You have a very limited amount of time to play games at E3. It’s hard to really get a hands-on experience with a piece of hardware in small doses. It’s not really all that important to lay your hands on the console itself as you’ll spend far more time with the controller on release, so getting your hands around the input device is critical. Recently I got to spend several days with the Xbox One controller…and I have to say, I’m rather impressed.
The controller feels a great deal lighter than even my rebuilt Xbox 360 controller from Evil Controllers. The button placement feels natural and had approximately the same reach as the current generation of controllers. The triggers are a smooth pull, effortlessly translating my actions into the lead salad I was spraying at my targets. The analog sticks on the controller feel slightly smaller, but infinitely more responsive. A very light touch on the thumbsticks was all that was required to send my character into action.
While we are on the subject of Evil Controllers, they removed the AA battery container from the back, encasing the power source within the device. Well, Microsoft also used this approach with the Xbox One controller. This helps reduce the weight just as much as it helps grant extra room for your hands.
The face buttons are familiar, but slightly changed. They sit lower in the chassis, making for a shorter throw than its predecessor. They are also moved in towards one another slightly. Every little bit of input lag reduction helps, and these changes are no doubt aimed at this.
One change I did feel fairly immediately is that the Xbox One controller’s shoulder buttons seem to be a little lower on the profile of the chassis than the Xbox 360 version. It makes no appreciable difference that I could feel, but it does make for an easier transition to the triggers. Those triggers are now slightly wider with a small angle to them. They are also far more responsive.

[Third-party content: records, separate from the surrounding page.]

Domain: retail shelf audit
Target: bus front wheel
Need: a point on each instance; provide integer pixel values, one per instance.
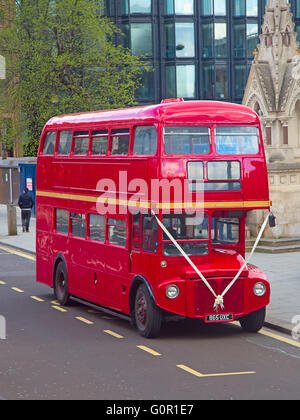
(61, 284)
(254, 321)
(148, 317)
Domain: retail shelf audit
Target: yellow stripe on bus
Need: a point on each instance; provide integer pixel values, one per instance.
(161, 206)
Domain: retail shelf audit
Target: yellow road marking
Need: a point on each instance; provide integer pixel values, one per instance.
(16, 289)
(58, 308)
(55, 302)
(86, 321)
(148, 350)
(147, 204)
(202, 375)
(280, 338)
(37, 299)
(19, 253)
(114, 334)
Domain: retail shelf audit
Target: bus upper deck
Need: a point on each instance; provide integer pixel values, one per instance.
(214, 149)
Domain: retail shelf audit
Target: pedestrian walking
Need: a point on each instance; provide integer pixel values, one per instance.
(25, 204)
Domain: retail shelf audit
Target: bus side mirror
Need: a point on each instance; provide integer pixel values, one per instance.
(272, 220)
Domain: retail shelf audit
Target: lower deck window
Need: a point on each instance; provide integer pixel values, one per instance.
(225, 231)
(97, 227)
(78, 225)
(117, 233)
(191, 233)
(62, 221)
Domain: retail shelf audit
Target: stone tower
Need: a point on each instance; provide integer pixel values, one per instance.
(273, 91)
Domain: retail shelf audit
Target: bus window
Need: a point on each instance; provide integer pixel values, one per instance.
(64, 143)
(99, 142)
(230, 170)
(117, 233)
(195, 171)
(150, 234)
(49, 144)
(78, 225)
(62, 221)
(237, 140)
(191, 232)
(81, 142)
(145, 141)
(187, 140)
(225, 230)
(97, 227)
(120, 141)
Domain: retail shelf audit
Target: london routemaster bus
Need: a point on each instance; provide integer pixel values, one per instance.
(142, 212)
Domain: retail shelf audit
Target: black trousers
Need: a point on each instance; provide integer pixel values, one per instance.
(26, 214)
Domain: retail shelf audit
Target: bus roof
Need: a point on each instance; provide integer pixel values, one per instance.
(170, 111)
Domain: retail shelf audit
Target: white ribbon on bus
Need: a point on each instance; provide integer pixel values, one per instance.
(219, 299)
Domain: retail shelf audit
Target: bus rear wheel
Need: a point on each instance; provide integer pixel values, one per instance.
(254, 321)
(148, 317)
(61, 284)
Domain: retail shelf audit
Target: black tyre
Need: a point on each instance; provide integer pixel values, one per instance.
(254, 321)
(148, 316)
(61, 284)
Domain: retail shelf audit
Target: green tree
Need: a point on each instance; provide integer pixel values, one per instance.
(67, 62)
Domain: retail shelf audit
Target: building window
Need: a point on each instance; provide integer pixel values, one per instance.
(135, 6)
(247, 8)
(240, 80)
(179, 7)
(220, 40)
(120, 141)
(145, 91)
(180, 81)
(138, 37)
(180, 40)
(215, 81)
(252, 38)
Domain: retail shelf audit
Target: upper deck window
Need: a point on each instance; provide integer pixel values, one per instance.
(120, 141)
(145, 141)
(65, 142)
(187, 140)
(49, 144)
(99, 142)
(81, 142)
(237, 140)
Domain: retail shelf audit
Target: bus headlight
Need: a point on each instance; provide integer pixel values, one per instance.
(259, 289)
(172, 291)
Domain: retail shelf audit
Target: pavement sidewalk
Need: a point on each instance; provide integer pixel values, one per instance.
(283, 271)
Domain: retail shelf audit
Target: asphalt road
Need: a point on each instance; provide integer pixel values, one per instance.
(50, 352)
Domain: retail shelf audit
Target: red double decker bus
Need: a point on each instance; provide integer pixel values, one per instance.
(141, 212)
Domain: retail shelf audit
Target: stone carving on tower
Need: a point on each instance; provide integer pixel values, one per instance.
(273, 91)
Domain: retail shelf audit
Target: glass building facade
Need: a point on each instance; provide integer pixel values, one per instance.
(199, 49)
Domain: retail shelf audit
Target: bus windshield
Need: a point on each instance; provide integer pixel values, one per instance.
(237, 140)
(191, 232)
(187, 140)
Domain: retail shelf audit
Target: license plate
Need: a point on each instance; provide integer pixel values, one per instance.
(219, 318)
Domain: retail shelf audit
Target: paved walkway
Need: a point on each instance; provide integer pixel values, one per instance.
(283, 271)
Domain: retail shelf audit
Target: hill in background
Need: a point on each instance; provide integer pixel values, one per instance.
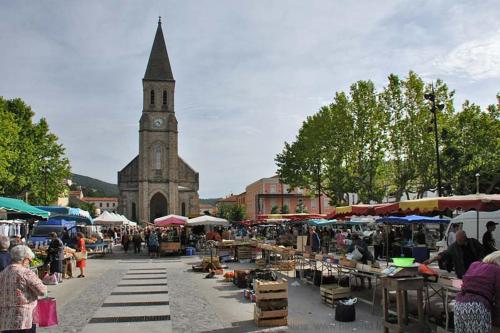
(92, 187)
(209, 201)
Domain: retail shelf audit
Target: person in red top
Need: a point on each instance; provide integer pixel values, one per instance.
(80, 247)
(477, 305)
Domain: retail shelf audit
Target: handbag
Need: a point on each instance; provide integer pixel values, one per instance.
(356, 254)
(345, 311)
(47, 312)
(50, 279)
(80, 256)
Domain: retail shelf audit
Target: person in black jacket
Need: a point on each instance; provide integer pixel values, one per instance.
(488, 240)
(461, 254)
(55, 256)
(315, 241)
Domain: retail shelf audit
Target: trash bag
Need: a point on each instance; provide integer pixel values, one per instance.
(345, 310)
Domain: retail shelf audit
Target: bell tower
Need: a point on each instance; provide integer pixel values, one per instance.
(157, 181)
(158, 162)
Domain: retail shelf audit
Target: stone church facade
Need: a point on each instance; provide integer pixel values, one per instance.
(157, 182)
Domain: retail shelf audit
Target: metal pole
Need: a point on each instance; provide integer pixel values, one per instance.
(477, 183)
(45, 181)
(477, 211)
(438, 163)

The Xbox One takes advantage of eight years of technological advancement, and it shows. The 40+ improvements present in the controller extend well beyond what you’d expect. It feels lighter (though that’s an illusion – it’s just more ergonomic and thus more comfortable), feels more responsive, is suitable for long stretches of play, and features battery life befitting of a next-gen controller; roughly 30 hours for a 3 hour charge. Every game I’ve played with the new input device have felt more immersive thanks to the servo placement behind the triggers and the variable feedback the device can now provide. While the debate rages on as to who will “win” this generation (like that’s possible to even predict at this point), I can safely put this to bed – the controller is rock-solid. Below this article, I’ll let Major Nelson take us through the guts of the thing. Well done, Microsoft – you took a fantastic controller and kept it feeling familiar while simultaneously making it vastly better.